Capitalism as an ideology, and the free market as its instrument, have had their day. The market cannot solve the multiple self-inflicted crises.

Oxfam’s inequality report quantifies the failure of the market:

For the first time in a quarter of a century, extreme poverty and wealth are increasing simultaneously;

Since 2020, the wealthiest one percent of the world’s population has collected nearly twice as much of the global increase in wealth as the other 99 percent of the world’s population, namely 26 trillion US dollars;

95 food and energy corporations made $306 billion in windfall profits in 2022, 84% of this was paid to their shareholders;

828 million people suffer from hunger – ten percent of the world’s population;

At least 1.7 billion workers live in countries with higher inflation than wage growth.

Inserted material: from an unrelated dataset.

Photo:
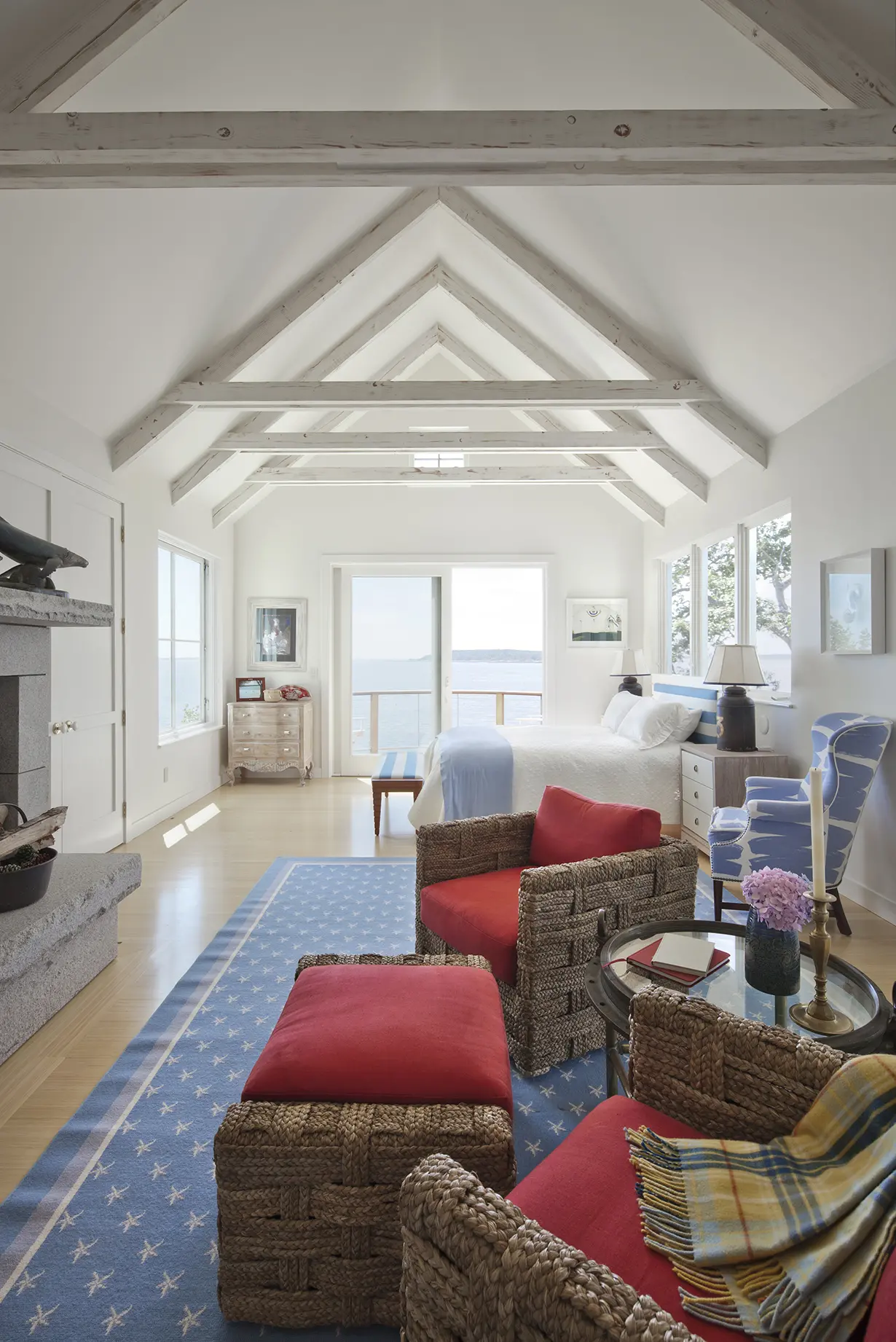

The world’s most significant risk comes from the class of people currently assembled at Davos. The ruling class still tries to maintain the old system that fosters inequalities and pushes the world towards climate emergency.
We need governments to tackle this out of control class. The interests of workers and the demands of the climate movement must be at the centre of the political agenda. It is high time to put the common good before profit interests and to build a system based on solidarity, sustainability and social responsibility.